A blog by spcaLA president, Madeline Bernstein

Jun 13, 2011

Exposing Infants to Pets May Reduce Allergies

Allergies to pets are often cited as the reason that pets are returned to shelters or prohibited from the home in the first place. Though people develop allergic reactions to the pet's saliva or dander, other allergens such as dust, pollen, or mold will lodge in the pet's coat thereby exacerbating other allergies not specific to the pet. Despite this, 70% of American households have a dog or cat and 10 million people suffer from pet allergies. Clearly, pets are either banned or borne. google images

A study, published in Clinical & Experimental Allergy, followed 566 boys and girls from Detroit from birth to age 18, and monitored their allergic sensitivity throughout their lifetime exposure to dogs and cats. The findings suggested that infants younger than one year who lived with pets were less likely to develop allergies than children who acquired them later in life.  Specifically, boys and girls exposed to cats during infancy were 50% less likely to be allergic to them later, and the same was true of boys and dogs. Oddly, this was not found to be true with girls and dogs. Even odder, was the finding that boys and girls born via cesarean-section were 67% less likely to be sensitive to dogs than those with dogs during the first year of their life! All of this notwithstanding, these conclusions seem to debunk the long held notion that exposing a baby to a pet could trigger an allergic reaction and render the children more susceptible to allergies in later years.

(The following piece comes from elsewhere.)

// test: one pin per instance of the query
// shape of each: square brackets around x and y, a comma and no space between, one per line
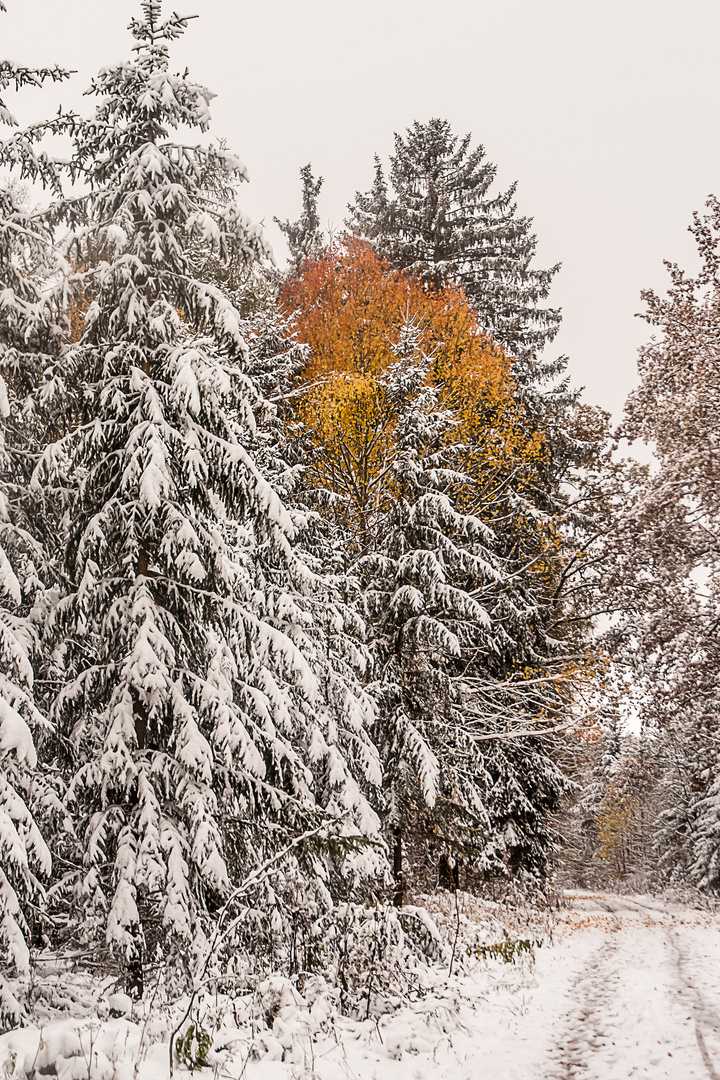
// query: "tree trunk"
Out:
[398,895]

Ganesa Wegienka, PhD, of the Department of Biostatistics and Research Epidemiology at Henry Ford Hospital in Detroit said:  “This research provides further evidence that experiences in the first year of life are associated with health status later in life, and that early life pet exposure does not put most children at risk of being sensitized to these animals later in life.”

However, if allergies are a problem there are some things that can be done to make the afflicted more comfortable such as washing the pet frequently, eliminating carpets, using HEPA air filters, vacuuming frequently, and not allowing the pet to sleep with the sufferer.

Finally, there is no such thing as a hypoallergenic dog. All dogs have saliva and skin. This "magical fix" received national attention when President Obama, rejected the idea of adopting a shelter dog in favor of an "allergy free" pure bred portuguese water dog as one of his daughters suffered from allergies. Some dog breeds simply shed less hair and dander but will activate allergy or asthma attacks in the susceptible. Such dog breeds include some terriers, poodles, schnauzers, water dogs, malteses and spaniels. Light colored female cats produce less allergen as well as some breeds such as the long haired siamese, the oriental short hair and some hairless cats. 

Many of these animals can be found in shelters and rescue groups at affordable prices providing relief for the homeless pet and the allergy sufferer.